Il y a deux ans enfin, un véritable mur d’eau venu du large charrié par un fort vent d’ouest s’est abattu subitement sur son embarcation alors qu’il était en pêche sur Basse Nevez. N’ayant plus aucune visibilité (il distinguait à peine l’étrave de son kayak), il était dangereusement soulevé par la houle et dans l’impossibilité de pouvoir consulter son compas portatif sans risquer de chavirer. Analysant la situation avec sang-froid, Gildas s’est laissé porter par la vague, en s’efforçant de maintenir le bateau dans l’axe des vagues au moyen de la pagaie en guise de gouvernail. Au prix d’une concentration de tous les instants et avec un minimum de chance, il a pu regagner la terre ferme sans encombre. Les marins présents ce jour-là à bord d’un navire de la Marine Nationale croisant dans les parages doivent être encore à se demander comment il s’en est sorti.

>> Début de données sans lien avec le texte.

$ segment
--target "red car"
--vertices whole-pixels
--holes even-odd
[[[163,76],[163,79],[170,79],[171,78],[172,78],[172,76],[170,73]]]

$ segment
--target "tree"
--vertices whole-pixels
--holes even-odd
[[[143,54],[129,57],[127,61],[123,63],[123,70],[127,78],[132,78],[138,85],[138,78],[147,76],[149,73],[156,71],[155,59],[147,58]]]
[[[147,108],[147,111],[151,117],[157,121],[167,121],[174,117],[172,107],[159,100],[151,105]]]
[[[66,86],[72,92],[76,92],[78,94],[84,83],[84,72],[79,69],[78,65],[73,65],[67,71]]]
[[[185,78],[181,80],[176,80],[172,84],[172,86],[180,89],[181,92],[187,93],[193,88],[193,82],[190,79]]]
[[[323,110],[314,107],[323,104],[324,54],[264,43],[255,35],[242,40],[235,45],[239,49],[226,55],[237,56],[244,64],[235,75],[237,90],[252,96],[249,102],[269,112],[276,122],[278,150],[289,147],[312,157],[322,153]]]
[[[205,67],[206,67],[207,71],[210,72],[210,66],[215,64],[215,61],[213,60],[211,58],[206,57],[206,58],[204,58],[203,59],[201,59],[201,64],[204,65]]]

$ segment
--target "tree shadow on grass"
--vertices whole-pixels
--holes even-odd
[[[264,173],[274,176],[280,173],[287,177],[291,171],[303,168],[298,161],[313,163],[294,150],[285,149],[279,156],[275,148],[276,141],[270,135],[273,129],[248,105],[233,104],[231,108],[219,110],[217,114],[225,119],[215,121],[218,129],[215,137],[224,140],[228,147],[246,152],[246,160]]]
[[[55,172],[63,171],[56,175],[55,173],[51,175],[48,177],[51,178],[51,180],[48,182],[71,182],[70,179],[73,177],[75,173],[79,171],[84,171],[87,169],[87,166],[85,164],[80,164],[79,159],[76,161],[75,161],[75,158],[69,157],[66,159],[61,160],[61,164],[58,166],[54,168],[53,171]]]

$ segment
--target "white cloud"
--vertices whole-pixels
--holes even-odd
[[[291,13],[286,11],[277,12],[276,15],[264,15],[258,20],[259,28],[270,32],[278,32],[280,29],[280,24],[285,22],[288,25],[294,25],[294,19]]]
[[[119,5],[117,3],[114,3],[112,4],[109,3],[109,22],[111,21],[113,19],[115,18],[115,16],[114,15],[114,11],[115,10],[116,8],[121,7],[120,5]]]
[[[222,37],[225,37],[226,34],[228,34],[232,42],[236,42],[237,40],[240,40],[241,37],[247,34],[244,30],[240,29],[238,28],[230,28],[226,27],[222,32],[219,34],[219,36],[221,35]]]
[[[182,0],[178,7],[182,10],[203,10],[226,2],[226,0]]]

Suite à cette aventure, Gildas a doté son kayak d’un compas fixe.

A la lumière de ces péripéties, Gildas rappelle que prudence et maîtrise de soi sont des qualités indispensables à la pratique sereine de son activité, comme toute activité nautique d’ailleurs. Il tient cependant à préciser que sa pratique personnelle qui consiste à partir de la plage pour y revenir rend l’exercice plus périlleux qu‘un départ et une arrivée à partir d’un port. Il n’en demeure pas moins que le dessalage fait partie intégrante de l’éducation du kayakiste, à l’instar du dériveur léger. À cet égard, sa solide expérience d’apnéiste (il pratique la pêche des araignées depuis ses 17 ans) lui est utile lors des chavirages dans les rouleaux quand il doit rester quelques instants sous l'eau avant de revenir en surface pour éviter la retombée du kayak.

Gildas insiste aussi sur la nécessité d’être en bonne condition physique. Pratiquant assidu de la course à pied, il a participé à deux marathons (Paris et Vannes) et parcourt chaque semaine environ 15 km. Même si, en kayak, les bras sont plus sollicités que les jambes, l’endurance acquise progressivement reste le carburant essentiel.

 

Une opportunité d’ouverture pour PTPR

 

Cela fait 7 ou 8 ans que Gildas est devenu adhérent de l’association PTPR et il en est, à ce jour, le seul représentant de sa discipline. Intégré depuis un an à son Conseil d’Administration, il apporte aux autres membres de l’équipe un éclairage fort instructif sur sa pratique et conduit les adhérents à porter un regard nouveau et bienveillant à l’égard des kayakistes. La mer se partage et, bien que relativement rapide et manœuvrant, le kayak n’en demeure pas moins un engin peu visible et vulnérable sur l’eau.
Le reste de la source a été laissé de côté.